Toxicology: Preclinical safety data: Adverse reactions not observed in clinical studies, but seen in animals at exposure levels similar to clinical exposure levels and with possible relevance to clinical use were as follows: In rat and dog repeat-dose toxicity studies up to 6 months duration, target organs for toxicity were GI tract, bone marrow, lymphoid tissues, kidney, adrenal and reproductive tract tissues. The no observed adverse effect level (NOAEL) for these findings were below human clinical exposure levels at intended therapeutic dose.
Cabozantinib has shown no mutagenic or clastogenic potential in a standard battery of genotoxicity assays. The carcinogenic potential of cabozantinib has been evaluated in two species: rasH2 transgenic mice and Sprague-Dawley rats. In the 2-year rat carcinogenicity study, cabozantinib-related neoplastic findings consisted of an increased incidence of benign pheochromocytoma, alone or in combination with malignant pheochromocytoma/complex malignant pheochromocytoma of the adrenal medulla in both sexes at exposures well below the intended exposure in humans. The clinical relevance of the observed neoplastic lesions in rats is uncertain, but likely to be low. Cabozantinib was not carcinogenic in the rasH2 mouse model at a slightly higher exposure than the intended human therapeutic exposure.
Fertility studies in rats have shown reduced male and female fertility. Further, hypospermatogenesis was observed in male dogs at exposure levels below human clinical exposure levels at intended therapeutic dose.
Embryo-foetal development studies were performed in rats and rabbits. In rats, cabozantinib caused postimplantation loss, foetal oedema, cleft palate/lip, dermal aplasia and kinked or rudimentary tail. In rabbits, cabozantinib produced foetal soft tissue changes (reduced spleen size, small or missing intermediate lung lobe) and increased foetal incidence of total malformations. NOAEL for embryo-foetal toxicity and teratogenic findings were below human clinical exposure levels at intended therapeutic dose.

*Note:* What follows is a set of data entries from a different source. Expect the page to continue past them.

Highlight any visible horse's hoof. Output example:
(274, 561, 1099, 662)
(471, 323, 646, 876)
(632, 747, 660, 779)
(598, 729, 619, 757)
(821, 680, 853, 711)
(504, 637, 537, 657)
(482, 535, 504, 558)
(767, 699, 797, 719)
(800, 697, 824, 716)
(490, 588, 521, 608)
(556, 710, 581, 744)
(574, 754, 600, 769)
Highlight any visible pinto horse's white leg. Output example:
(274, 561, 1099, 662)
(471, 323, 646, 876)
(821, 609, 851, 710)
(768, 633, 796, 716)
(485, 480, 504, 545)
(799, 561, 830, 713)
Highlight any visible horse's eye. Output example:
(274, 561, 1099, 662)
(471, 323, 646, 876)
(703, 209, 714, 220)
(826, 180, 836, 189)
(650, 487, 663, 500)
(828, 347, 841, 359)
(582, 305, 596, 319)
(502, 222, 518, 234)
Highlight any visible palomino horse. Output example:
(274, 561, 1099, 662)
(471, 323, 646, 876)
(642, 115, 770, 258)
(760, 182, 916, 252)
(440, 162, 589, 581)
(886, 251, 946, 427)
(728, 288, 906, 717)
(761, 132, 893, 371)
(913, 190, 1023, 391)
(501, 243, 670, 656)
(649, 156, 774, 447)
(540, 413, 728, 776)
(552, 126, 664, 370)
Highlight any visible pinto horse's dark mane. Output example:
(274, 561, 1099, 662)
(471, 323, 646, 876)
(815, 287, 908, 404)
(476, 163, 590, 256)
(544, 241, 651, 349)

Juvenile rats (comparable to a >2 year old pediatric population) administered cabozantinib showed increased WBC parameters, decreased haematopoiesis, pubescent/immature female reproductive system (without delayed vaginal opening), tooth abnormalities, reduced bone mineral content and density, liver pigmentation and lymph node lymphoid hyperplasia. Findings in uterus/ovaries and decreased haematopoiesis appeared to be transient, while effects on bone parameters and liver pigmentation were sustained. Juvenile rats (correlating to a <2 year pediatric population) showed similar treatment-related findings, but appeared to be more sensitive to cabozantinib-related toxicity at comparable dose levels.